Should we use ultrasound to diagnose distal forearm fractures in children and adolescents?
Distal forearm fractures are common in children and adolescents, but the best method for diagnosing them is still debatable. X-ray (radiography) is the standard imaging technique used in emergency departments. However, ultrasound is gaining popularity due to its portability, affordability, and lack of ionising radiation. To determine the effectiveness of ultrasound, a recent study compared its diagnostic capabilities to radiography for distal forearm fractures in children and adolescents, with the primary outcome of functional recovery of the arm.
Snelling PJ, Jones P, Bade D, Bindra R, Byrnes J, Davison M, George S, Moore M, Keijzers G, Ware RS; BUCKLED Trial Group. Ultrasonography or Radiography for Suspected Pediatric Distal Forearm Fractures. N Engl J Med. 2023 Jun 1;388(22):2049-2057. doi: 10.1056/NEJMoa2213883. PMID: 37256975.
How did we perform the BUCKLED study?
The BUCKLED RCT was an open-label, multicentre, non-inferiority, randomized trial conducted across four hospitals in Australia. The trial enrolled 270 participants, aged 5 to 15 years, who presented to the emergency department with an isolated distal forearm injury. Participants were randomly assigned to receive either ultrasound or X-ray as the initial diagnostic imaging method.

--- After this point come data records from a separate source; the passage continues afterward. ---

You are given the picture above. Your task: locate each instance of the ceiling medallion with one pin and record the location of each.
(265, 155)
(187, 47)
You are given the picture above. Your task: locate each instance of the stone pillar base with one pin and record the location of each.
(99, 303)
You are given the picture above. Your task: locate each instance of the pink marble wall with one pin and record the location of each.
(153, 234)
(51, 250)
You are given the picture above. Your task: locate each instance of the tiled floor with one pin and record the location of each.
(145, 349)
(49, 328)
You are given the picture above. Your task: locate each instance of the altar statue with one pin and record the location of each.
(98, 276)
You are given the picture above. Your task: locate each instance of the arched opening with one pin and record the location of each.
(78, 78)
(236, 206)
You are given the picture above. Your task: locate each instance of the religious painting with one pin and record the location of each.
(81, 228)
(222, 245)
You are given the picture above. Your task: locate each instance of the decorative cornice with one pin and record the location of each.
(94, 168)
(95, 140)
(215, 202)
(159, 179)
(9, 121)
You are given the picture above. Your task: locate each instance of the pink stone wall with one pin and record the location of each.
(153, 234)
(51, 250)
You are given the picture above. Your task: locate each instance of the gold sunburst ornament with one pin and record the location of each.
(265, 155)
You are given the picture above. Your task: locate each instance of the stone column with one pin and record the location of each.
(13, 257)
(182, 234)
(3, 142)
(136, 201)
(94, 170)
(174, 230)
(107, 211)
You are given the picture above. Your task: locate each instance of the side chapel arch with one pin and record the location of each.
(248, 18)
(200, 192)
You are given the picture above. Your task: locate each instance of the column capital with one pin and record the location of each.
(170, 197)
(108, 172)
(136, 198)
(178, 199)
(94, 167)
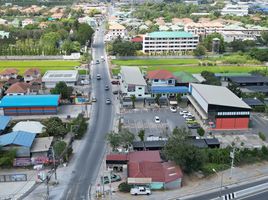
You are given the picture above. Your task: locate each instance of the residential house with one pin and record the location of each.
(31, 74)
(132, 82)
(9, 73)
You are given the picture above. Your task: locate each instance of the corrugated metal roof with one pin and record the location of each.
(20, 138)
(4, 120)
(29, 100)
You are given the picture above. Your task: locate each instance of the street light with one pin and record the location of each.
(221, 176)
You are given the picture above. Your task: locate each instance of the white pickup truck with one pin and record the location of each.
(140, 190)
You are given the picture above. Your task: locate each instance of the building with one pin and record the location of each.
(9, 73)
(116, 30)
(238, 10)
(20, 140)
(51, 78)
(30, 104)
(133, 83)
(160, 42)
(219, 107)
(29, 126)
(31, 74)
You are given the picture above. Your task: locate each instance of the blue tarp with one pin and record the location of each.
(30, 101)
(4, 120)
(20, 138)
(168, 89)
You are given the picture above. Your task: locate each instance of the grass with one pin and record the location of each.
(150, 62)
(199, 69)
(43, 65)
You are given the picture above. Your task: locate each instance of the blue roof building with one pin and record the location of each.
(30, 104)
(4, 120)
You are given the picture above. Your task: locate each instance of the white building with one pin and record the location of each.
(51, 78)
(133, 83)
(238, 10)
(116, 30)
(169, 41)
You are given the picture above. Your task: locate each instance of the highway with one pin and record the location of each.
(89, 161)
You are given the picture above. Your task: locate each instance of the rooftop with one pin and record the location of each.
(132, 76)
(219, 95)
(29, 100)
(171, 34)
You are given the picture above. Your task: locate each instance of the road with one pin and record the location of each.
(91, 156)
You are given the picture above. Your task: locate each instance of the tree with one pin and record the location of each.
(62, 89)
(55, 127)
(114, 140)
(141, 135)
(200, 50)
(133, 99)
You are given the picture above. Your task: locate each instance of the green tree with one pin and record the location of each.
(133, 100)
(200, 50)
(62, 89)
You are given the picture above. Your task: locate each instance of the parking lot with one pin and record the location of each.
(143, 119)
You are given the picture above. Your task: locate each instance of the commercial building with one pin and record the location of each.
(133, 83)
(220, 107)
(51, 78)
(30, 105)
(159, 42)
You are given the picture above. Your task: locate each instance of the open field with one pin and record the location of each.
(43, 65)
(199, 69)
(149, 62)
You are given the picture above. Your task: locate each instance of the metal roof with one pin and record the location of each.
(30, 100)
(219, 95)
(20, 138)
(171, 34)
(132, 76)
(4, 120)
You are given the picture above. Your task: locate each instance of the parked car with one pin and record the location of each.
(140, 190)
(157, 119)
(173, 109)
(108, 101)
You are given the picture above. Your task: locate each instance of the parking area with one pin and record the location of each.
(144, 119)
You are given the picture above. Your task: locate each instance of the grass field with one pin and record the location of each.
(199, 69)
(151, 62)
(43, 65)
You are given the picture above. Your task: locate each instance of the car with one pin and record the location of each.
(157, 119)
(106, 87)
(183, 112)
(173, 109)
(108, 101)
(140, 191)
(94, 99)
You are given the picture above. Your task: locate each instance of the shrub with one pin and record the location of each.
(124, 187)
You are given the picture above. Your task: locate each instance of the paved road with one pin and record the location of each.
(89, 161)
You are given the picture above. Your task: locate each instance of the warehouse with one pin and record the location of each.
(30, 104)
(51, 78)
(219, 107)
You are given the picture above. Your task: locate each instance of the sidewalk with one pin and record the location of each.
(194, 186)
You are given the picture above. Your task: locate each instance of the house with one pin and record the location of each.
(30, 105)
(20, 140)
(26, 22)
(52, 77)
(31, 74)
(4, 35)
(9, 73)
(29, 126)
(165, 41)
(132, 82)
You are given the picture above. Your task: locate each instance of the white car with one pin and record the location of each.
(173, 109)
(183, 112)
(140, 190)
(157, 119)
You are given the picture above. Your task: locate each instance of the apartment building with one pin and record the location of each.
(165, 41)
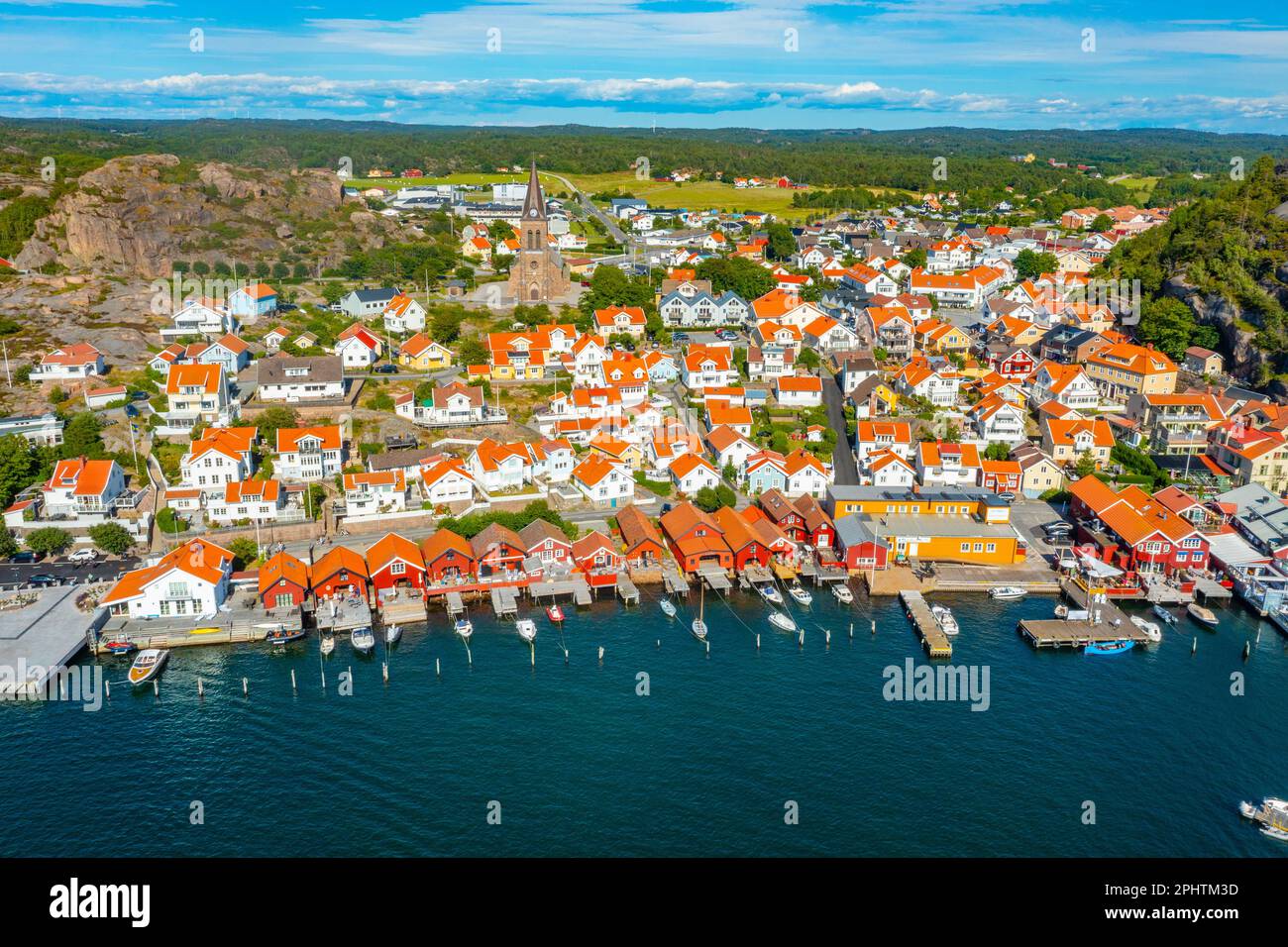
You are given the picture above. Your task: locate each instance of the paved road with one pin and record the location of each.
(13, 574)
(845, 471)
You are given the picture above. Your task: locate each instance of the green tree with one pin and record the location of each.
(112, 539)
(50, 540)
(245, 552)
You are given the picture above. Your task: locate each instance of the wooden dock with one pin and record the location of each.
(674, 579)
(626, 589)
(932, 638)
(505, 602)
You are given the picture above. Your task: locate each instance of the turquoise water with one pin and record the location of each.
(703, 764)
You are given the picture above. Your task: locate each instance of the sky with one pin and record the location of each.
(679, 63)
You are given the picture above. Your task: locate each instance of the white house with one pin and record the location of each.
(799, 392)
(309, 454)
(191, 579)
(691, 474)
(73, 363)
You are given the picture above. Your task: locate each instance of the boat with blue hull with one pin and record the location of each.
(1120, 646)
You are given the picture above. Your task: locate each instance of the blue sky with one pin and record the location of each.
(763, 63)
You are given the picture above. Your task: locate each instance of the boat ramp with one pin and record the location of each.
(932, 638)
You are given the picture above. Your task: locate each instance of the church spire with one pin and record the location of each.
(535, 202)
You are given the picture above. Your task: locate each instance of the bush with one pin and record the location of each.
(111, 538)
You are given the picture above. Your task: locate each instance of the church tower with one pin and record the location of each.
(537, 273)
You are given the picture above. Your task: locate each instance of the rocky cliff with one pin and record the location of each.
(138, 215)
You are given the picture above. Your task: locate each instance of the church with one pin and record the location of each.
(537, 273)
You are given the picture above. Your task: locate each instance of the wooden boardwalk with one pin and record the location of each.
(932, 638)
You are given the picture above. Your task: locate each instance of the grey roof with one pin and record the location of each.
(271, 371)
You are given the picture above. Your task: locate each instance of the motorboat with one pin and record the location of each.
(1119, 646)
(147, 665)
(1008, 592)
(1151, 631)
(279, 634)
(362, 641)
(781, 621)
(800, 592)
(699, 625)
(769, 592)
(944, 616)
(1203, 616)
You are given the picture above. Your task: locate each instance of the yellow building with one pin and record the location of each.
(966, 525)
(423, 354)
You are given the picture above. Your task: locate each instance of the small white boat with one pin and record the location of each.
(1008, 592)
(699, 625)
(362, 641)
(944, 616)
(1150, 629)
(800, 592)
(147, 665)
(769, 592)
(782, 621)
(1205, 616)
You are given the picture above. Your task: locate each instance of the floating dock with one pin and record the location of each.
(932, 638)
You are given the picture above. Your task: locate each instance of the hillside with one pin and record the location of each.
(1227, 260)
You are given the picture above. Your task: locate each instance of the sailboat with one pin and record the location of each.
(699, 625)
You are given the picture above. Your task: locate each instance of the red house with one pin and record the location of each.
(819, 530)
(395, 564)
(498, 553)
(340, 574)
(785, 515)
(1001, 475)
(742, 540)
(596, 556)
(1013, 367)
(283, 582)
(449, 558)
(643, 541)
(546, 541)
(696, 540)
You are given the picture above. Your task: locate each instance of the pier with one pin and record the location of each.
(923, 622)
(674, 579)
(1059, 633)
(42, 637)
(505, 602)
(626, 589)
(342, 615)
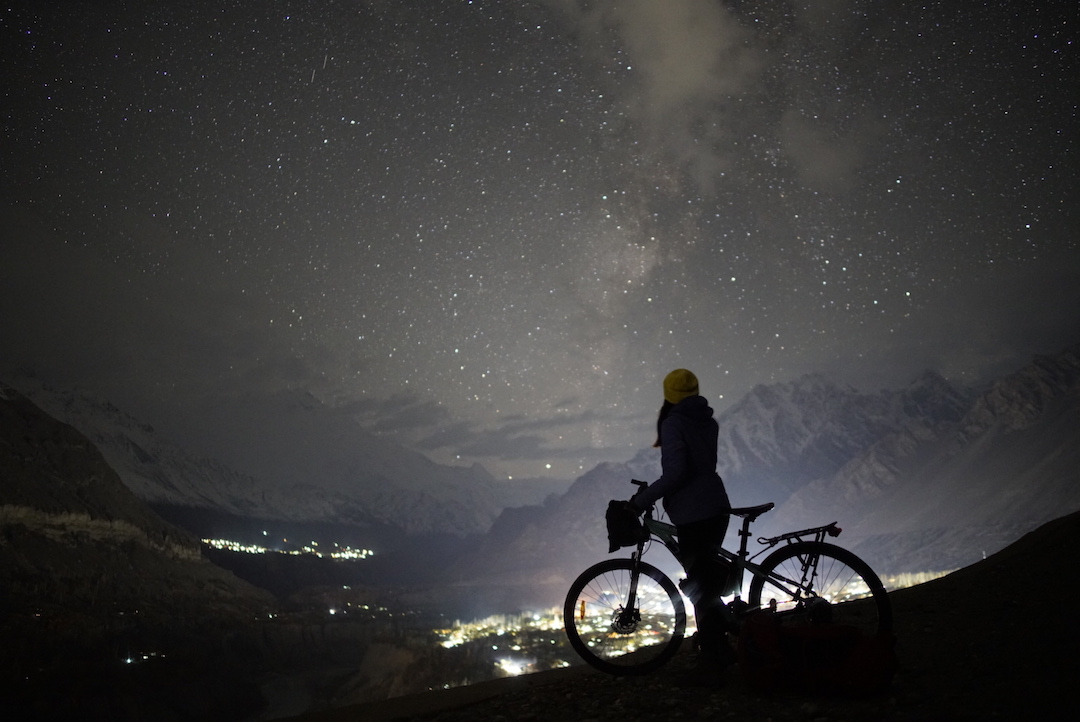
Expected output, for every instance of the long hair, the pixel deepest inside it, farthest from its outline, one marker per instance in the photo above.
(664, 410)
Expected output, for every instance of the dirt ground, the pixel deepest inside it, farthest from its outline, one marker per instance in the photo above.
(996, 640)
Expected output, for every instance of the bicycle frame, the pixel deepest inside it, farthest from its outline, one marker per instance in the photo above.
(741, 560)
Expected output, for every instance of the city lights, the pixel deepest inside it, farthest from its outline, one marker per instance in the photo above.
(339, 552)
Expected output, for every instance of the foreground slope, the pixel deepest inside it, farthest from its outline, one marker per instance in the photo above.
(971, 645)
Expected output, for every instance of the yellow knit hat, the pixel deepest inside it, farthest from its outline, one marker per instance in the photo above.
(678, 384)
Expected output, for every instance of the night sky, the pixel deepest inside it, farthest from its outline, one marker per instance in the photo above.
(488, 229)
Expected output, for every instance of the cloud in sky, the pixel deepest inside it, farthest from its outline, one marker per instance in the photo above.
(489, 231)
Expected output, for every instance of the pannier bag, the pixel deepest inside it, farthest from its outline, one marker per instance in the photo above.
(826, 658)
(624, 526)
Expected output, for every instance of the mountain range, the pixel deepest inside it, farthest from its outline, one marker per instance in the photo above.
(931, 476)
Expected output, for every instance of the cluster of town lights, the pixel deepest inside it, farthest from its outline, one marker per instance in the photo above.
(338, 550)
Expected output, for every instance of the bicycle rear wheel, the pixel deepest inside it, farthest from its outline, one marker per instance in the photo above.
(817, 583)
(618, 639)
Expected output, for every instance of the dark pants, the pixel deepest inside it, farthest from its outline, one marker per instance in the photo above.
(698, 543)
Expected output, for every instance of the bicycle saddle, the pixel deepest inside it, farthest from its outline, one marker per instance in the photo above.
(752, 512)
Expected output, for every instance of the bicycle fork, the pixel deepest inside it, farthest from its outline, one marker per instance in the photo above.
(625, 618)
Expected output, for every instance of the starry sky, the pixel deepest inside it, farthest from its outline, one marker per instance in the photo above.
(488, 229)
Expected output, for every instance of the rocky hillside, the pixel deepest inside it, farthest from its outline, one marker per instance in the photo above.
(95, 583)
(963, 654)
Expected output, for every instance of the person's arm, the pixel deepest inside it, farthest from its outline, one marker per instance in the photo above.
(674, 463)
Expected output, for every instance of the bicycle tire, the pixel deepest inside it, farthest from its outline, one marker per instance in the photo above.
(853, 593)
(592, 610)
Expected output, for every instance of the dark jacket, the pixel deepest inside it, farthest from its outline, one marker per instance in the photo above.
(690, 487)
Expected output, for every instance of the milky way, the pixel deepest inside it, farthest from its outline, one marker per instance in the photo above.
(489, 228)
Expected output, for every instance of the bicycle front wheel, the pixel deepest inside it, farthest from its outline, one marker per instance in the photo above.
(818, 583)
(615, 636)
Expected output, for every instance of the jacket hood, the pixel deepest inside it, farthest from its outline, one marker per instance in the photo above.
(693, 407)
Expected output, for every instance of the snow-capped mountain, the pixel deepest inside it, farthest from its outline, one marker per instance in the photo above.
(320, 468)
(926, 478)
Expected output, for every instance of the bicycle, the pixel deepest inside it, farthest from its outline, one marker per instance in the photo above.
(625, 616)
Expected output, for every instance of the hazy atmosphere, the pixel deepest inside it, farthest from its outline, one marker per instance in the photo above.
(487, 229)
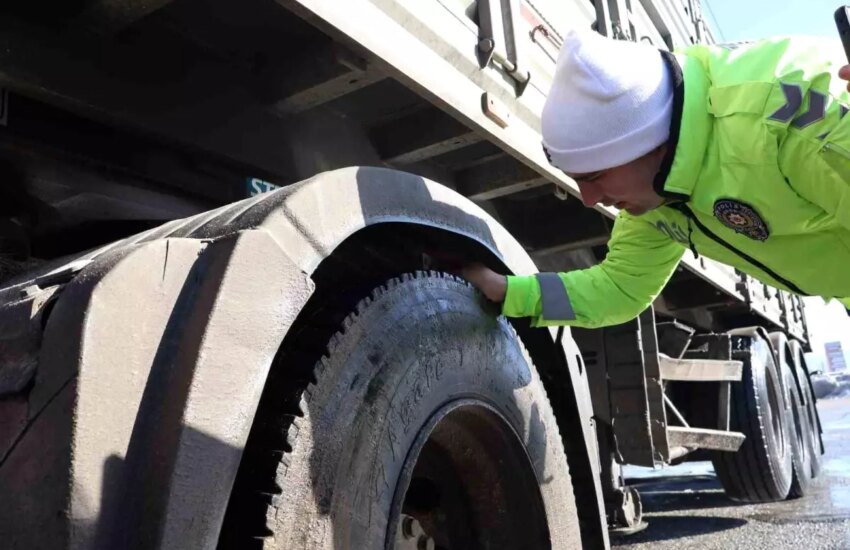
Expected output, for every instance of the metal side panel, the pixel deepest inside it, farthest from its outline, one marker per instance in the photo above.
(155, 352)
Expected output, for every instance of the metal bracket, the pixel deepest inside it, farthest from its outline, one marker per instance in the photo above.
(500, 40)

Ultrasound was performed by a trained clinician – an emergency physician, nurse practitioner or physiotherapist. If the participant had a buckle fracture or no fracture, they could be discharged immediately. If they had a cortical break, they went on to have x-ray imaging and routine follow-up in the fracture clinic. The primary outcome was the physical function of the affected arm at four weeks using the Pediatric Upper Extremity Short Patient-Reported Outcomes Measurement Information System (PROMIS) score, with higher scores indicating better function.
What were the results of the study?
The study found that ultrasound was non-inferior to radiography in terms of the physical function of the arm at four weeks. The mean PROMIS scores at four weeks in the ultrasonography group were similar to those in the radiography group, with a mean difference of only 0.1 points. The confidence interval was within the noninferiority margin of -5 points, indicating that ultrasound was as effective as X-ray for diagnosing forearm fractures.
No clinically important fractures were missed using ultrasound or x-ray. The emergency department length of stay was reduced by an average of 15 minutes per participant in the ultrasound group. There was also a 2/3 reduction in the number of X-rays required if ultrasound was used first.
The bottom line
Ultrasound is a reliable alternative to X-ray for diagnosing distal forearm fractures in children and adolescents.
Ultrasound can be used safely and effectively within the current emergency department system.
Further research is needed to explore its usefulness in settings with limited access to X-rays.